DBP yerel yönetimler ve KJA’ya dönük operasyonlara tepki gösteren Yüksekdağ, operasyonlarda kuşatma altındaki halka dayanışma elini uzatanların hedef seçildiğine dikkat çekti. Yüksekdağ, “2009 yılında hazırlanan iddianamelere dayanarak, o iddianameleri yeniden ısıtıp karşımıza çıkartarak, yeni bir siyasi soykırım başlattılar.
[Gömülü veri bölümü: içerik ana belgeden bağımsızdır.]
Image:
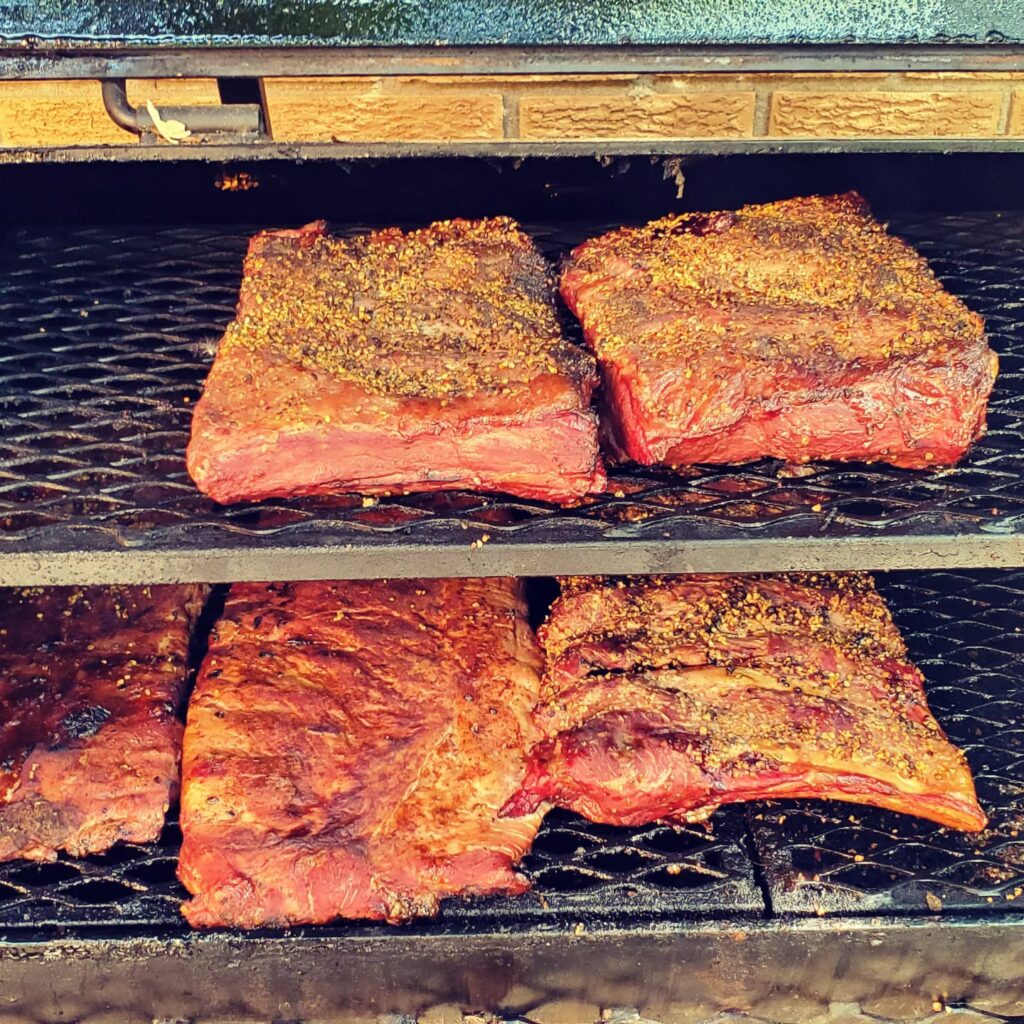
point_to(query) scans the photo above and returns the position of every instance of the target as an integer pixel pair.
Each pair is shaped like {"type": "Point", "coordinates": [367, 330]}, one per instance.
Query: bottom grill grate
{"type": "Point", "coordinates": [965, 630]}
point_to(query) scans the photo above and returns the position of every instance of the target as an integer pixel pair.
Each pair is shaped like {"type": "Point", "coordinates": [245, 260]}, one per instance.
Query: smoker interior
{"type": "Point", "coordinates": [114, 287]}
{"type": "Point", "coordinates": [117, 288]}
{"type": "Point", "coordinates": [965, 630]}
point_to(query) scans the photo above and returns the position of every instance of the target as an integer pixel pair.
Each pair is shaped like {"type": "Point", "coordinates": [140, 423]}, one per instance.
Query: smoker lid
{"type": "Point", "coordinates": [516, 23]}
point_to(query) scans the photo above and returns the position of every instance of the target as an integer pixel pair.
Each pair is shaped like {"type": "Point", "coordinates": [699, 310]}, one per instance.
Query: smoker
{"type": "Point", "coordinates": [143, 142]}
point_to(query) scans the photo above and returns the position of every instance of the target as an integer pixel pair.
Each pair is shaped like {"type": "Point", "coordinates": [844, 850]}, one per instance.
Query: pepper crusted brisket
{"type": "Point", "coordinates": [393, 363]}
{"type": "Point", "coordinates": [91, 681]}
{"type": "Point", "coordinates": [348, 748]}
{"type": "Point", "coordinates": [667, 697]}
{"type": "Point", "coordinates": [799, 330]}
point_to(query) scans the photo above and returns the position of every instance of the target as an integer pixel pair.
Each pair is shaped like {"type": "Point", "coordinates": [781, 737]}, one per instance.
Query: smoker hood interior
{"type": "Point", "coordinates": [525, 23]}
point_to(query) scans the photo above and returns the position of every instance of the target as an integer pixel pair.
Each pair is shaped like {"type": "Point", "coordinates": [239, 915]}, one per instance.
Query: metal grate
{"type": "Point", "coordinates": [967, 633]}
{"type": "Point", "coordinates": [577, 868]}
{"type": "Point", "coordinates": [105, 335]}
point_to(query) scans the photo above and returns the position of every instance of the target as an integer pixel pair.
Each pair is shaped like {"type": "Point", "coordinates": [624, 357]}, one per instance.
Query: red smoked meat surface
{"type": "Point", "coordinates": [91, 681]}
{"type": "Point", "coordinates": [800, 330]}
{"type": "Point", "coordinates": [348, 748]}
{"type": "Point", "coordinates": [393, 363]}
{"type": "Point", "coordinates": [667, 697]}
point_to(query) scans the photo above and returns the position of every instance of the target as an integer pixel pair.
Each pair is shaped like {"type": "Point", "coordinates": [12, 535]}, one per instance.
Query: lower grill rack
{"type": "Point", "coordinates": [776, 910]}
{"type": "Point", "coordinates": [967, 633]}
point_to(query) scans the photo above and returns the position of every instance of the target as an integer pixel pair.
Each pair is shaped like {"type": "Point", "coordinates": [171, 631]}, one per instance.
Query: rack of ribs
{"type": "Point", "coordinates": [800, 330]}
{"type": "Point", "coordinates": [348, 748]}
{"type": "Point", "coordinates": [91, 682]}
{"type": "Point", "coordinates": [667, 697]}
{"type": "Point", "coordinates": [396, 361]}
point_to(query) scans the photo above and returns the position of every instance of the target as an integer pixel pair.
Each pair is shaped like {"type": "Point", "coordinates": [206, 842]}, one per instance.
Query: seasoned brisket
{"type": "Point", "coordinates": [667, 697]}
{"type": "Point", "coordinates": [799, 330]}
{"type": "Point", "coordinates": [91, 681]}
{"type": "Point", "coordinates": [348, 748]}
{"type": "Point", "coordinates": [393, 363]}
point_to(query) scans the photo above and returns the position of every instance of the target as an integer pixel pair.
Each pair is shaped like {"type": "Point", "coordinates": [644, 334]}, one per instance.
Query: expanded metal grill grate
{"type": "Point", "coordinates": [967, 633]}
{"type": "Point", "coordinates": [105, 335]}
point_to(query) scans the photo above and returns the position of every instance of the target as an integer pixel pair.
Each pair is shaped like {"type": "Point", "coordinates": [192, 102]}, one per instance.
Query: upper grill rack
{"type": "Point", "coordinates": [967, 633]}
{"type": "Point", "coordinates": [105, 335]}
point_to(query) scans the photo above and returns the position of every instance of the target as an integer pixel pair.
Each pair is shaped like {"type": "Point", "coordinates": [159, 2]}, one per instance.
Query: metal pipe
{"type": "Point", "coordinates": [235, 119]}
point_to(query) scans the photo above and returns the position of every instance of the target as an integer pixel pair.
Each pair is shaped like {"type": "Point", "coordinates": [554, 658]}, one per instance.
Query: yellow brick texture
{"type": "Point", "coordinates": [622, 116]}
{"type": "Point", "coordinates": [173, 91]}
{"type": "Point", "coordinates": [1016, 125]}
{"type": "Point", "coordinates": [878, 114]}
{"type": "Point", "coordinates": [56, 114]}
{"type": "Point", "coordinates": [324, 111]}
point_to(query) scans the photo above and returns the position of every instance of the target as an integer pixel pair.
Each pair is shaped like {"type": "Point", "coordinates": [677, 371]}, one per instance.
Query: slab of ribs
{"type": "Point", "coordinates": [799, 329]}
{"type": "Point", "coordinates": [348, 748]}
{"type": "Point", "coordinates": [396, 361]}
{"type": "Point", "coordinates": [91, 682]}
{"type": "Point", "coordinates": [668, 697]}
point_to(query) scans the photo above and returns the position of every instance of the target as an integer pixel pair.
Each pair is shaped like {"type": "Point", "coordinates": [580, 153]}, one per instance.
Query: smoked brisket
{"type": "Point", "coordinates": [91, 681]}
{"type": "Point", "coordinates": [667, 697]}
{"type": "Point", "coordinates": [396, 361]}
{"type": "Point", "coordinates": [800, 330]}
{"type": "Point", "coordinates": [348, 748]}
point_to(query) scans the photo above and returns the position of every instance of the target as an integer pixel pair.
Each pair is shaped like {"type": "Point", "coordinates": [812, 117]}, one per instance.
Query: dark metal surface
{"type": "Point", "coordinates": [965, 630]}
{"type": "Point", "coordinates": [68, 58]}
{"type": "Point", "coordinates": [577, 868]}
{"type": "Point", "coordinates": [104, 338]}
{"type": "Point", "coordinates": [684, 972]}
{"type": "Point", "coordinates": [215, 151]}
{"type": "Point", "coordinates": [524, 23]}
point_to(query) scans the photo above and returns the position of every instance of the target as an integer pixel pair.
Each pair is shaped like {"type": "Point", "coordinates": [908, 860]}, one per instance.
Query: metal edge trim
{"type": "Point", "coordinates": [386, 559]}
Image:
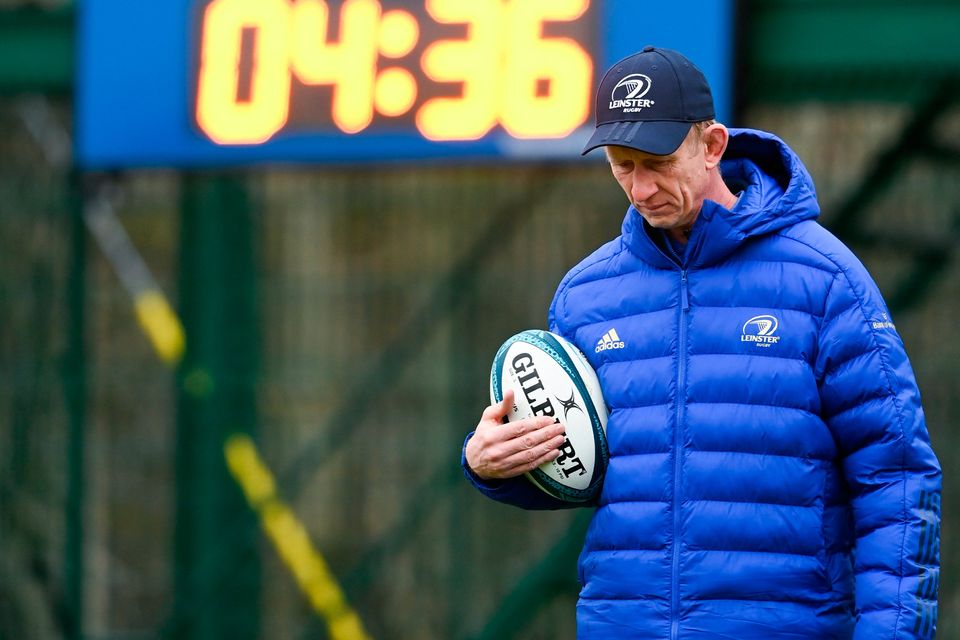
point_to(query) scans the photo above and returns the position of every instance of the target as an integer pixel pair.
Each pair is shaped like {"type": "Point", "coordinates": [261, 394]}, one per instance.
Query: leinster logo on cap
{"type": "Point", "coordinates": [628, 93]}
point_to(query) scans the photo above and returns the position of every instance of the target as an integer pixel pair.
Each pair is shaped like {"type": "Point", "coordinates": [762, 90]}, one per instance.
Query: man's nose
{"type": "Point", "coordinates": [642, 186]}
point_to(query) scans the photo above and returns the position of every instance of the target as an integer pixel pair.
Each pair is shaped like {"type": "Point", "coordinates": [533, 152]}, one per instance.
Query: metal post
{"type": "Point", "coordinates": [216, 398]}
{"type": "Point", "coordinates": [74, 374]}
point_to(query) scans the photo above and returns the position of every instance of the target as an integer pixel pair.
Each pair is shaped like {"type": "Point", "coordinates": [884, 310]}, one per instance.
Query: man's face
{"type": "Point", "coordinates": [668, 191]}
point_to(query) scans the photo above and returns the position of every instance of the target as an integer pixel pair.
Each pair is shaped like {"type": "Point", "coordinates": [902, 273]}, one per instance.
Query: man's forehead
{"type": "Point", "coordinates": [618, 152]}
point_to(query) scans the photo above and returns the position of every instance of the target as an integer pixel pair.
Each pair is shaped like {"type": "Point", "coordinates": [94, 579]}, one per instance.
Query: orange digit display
{"type": "Point", "coordinates": [221, 114]}
{"type": "Point", "coordinates": [445, 70]}
{"type": "Point", "coordinates": [349, 65]}
{"type": "Point", "coordinates": [472, 62]}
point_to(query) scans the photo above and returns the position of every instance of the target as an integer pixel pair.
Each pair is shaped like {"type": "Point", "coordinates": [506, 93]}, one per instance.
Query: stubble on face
{"type": "Point", "coordinates": [666, 190]}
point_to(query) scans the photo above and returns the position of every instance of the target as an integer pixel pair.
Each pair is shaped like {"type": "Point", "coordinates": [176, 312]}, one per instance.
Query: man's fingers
{"type": "Point", "coordinates": [530, 459]}
{"type": "Point", "coordinates": [530, 434]}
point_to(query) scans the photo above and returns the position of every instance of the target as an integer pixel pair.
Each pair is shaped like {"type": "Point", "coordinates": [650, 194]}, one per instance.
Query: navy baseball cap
{"type": "Point", "coordinates": [649, 101]}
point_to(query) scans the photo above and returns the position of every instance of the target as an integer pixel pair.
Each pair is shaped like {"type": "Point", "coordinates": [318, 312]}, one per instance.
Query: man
{"type": "Point", "coordinates": [770, 472]}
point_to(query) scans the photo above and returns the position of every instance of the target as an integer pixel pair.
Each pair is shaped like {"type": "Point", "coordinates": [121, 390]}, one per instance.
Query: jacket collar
{"type": "Point", "coordinates": [777, 192]}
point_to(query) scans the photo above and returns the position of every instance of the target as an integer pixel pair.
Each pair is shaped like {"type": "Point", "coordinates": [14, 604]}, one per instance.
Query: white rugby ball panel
{"type": "Point", "coordinates": [550, 377]}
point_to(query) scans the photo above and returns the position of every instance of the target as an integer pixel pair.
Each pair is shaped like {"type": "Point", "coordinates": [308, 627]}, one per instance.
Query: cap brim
{"type": "Point", "coordinates": [658, 137]}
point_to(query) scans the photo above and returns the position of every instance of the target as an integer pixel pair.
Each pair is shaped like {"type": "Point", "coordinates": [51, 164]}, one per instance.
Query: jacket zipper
{"type": "Point", "coordinates": [677, 448]}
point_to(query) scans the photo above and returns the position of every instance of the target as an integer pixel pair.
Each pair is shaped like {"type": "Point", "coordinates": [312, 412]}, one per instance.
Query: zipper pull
{"type": "Point", "coordinates": [684, 298]}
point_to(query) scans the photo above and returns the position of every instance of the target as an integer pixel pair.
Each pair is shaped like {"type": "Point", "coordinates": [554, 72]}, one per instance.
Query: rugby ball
{"type": "Point", "coordinates": [550, 377]}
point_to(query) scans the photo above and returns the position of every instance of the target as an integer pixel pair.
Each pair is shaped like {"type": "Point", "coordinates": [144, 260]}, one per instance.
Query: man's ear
{"type": "Point", "coordinates": [715, 139]}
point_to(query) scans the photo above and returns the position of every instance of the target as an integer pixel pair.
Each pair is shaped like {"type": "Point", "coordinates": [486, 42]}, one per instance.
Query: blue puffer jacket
{"type": "Point", "coordinates": [770, 471]}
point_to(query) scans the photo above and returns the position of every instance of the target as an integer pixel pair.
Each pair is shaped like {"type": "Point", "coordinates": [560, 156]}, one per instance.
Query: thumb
{"type": "Point", "coordinates": [497, 412]}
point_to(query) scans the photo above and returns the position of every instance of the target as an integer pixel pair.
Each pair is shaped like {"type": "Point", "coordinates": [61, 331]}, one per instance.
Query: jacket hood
{"type": "Point", "coordinates": [776, 192]}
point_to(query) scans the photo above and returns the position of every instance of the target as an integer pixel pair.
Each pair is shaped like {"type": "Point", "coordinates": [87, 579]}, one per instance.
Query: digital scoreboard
{"type": "Point", "coordinates": [185, 83]}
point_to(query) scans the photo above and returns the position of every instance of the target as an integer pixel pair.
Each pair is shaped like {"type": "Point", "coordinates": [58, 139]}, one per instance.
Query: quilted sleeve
{"type": "Point", "coordinates": [870, 401]}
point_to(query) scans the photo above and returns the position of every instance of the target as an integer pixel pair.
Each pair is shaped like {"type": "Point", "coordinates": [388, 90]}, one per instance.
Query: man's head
{"type": "Point", "coordinates": [655, 119]}
{"type": "Point", "coordinates": [649, 100]}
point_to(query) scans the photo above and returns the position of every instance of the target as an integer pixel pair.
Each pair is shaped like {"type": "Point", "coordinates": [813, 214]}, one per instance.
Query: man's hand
{"type": "Point", "coordinates": [499, 450]}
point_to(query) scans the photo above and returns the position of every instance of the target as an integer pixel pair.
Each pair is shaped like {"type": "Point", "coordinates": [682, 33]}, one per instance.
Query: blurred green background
{"type": "Point", "coordinates": [345, 319]}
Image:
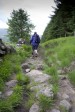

O paralelciler var ya; 10 bin Kürt siyasetçiyi hapsedenler gittiler, siz de gideceksiniz” dedi.

Cezaevlerindeki tutukluların açlık grevi direnişinin 39’uncu gününe girdiğini söyleyen Yüksekdağ, cezaevlerinde insanlık dışı müdahalelere karşı direnen “özgürlük tutsakları”nın yanında olduklarını belirterek, kendilerine selam gönderdi.

'BU VATANI SİZE YEM ETMEYECEĞİZ'

AKP'nin grup toplantısında AKP Genel Başkanı Ahmet Davutoğlu'nun yeniden gündeme getirdiği milletvekili dokunulmazlıklarının kaldırılmasına ilişkin girişimler hakkında da konuşan Yüksekdağ, “Biz milletvekili dokunulmazlığını senden mi aldık? Sen mi verdin? Bize bu dokunulmazlığı halklarımızın mücadelesi verdi. Sen oylarla seçildiysen bizler de o halkın oylarıyla seçildik. Dertleri HDP. İntikam almak. Ama bunu başaramayacaklar. HDP grubuna milletvekillerine her baktıklarında ödleri patlıyor. Biz onların yüzüne tutulmuş bir aynayız. Bütün saldırılara rağmen biz Meclis'te, sokakta sizin baktığınız her yerde varız. AKP saray kolonileri kurarak kendi vatandaşlarınızı yaratmaya çalışıyorsunuz. Biz sarayın vatandaşı olmadık olmayacağız. Ortak vatanın vatandaşlarıyız. Size karşı mücadele edeceğiz bu vatanı da size yem etmeyeceğiz, parçalatıp böldürmeyeceğiz" dedi.

Yüksekdağ, Cumhurbaşkanı Erdoğan’ın “Ya baş eğeceksiniz, ya baş vereceksiniz” tehdidine karşı “Bizim baş verdiğimiz doğrudur ama tarih de biliyor ki hiç baş eğmedik, eğmeyiz” yanıtını verdi.

'TRİBÜNLER TESLİM OLMAYACAK'

Yüksekdağ, Beşiktaş stadının açılışının AKP , saray devlet protokolüne dönüştürüldüğünü söyleyerek, "3 büyük 4 büyüklerin değil saray taraftarı olmak zorundasınız. Saray taraftarı olmayan stada giremiyor. Onlar boş statlarda eğlenebilirler. Bizler onların bu aymazlığı karşısında her yerde demokrasiden yana taraf olarak tutumuzu ortaya koyacağız. Stadın gerçek açılışında Gezi ruhu ve faşizme karşı tutum alan Beşiktaş taraflarını selamlıyorum. Gaza, suya inat tribün faşizme teslim olmayacak" diye konuştu.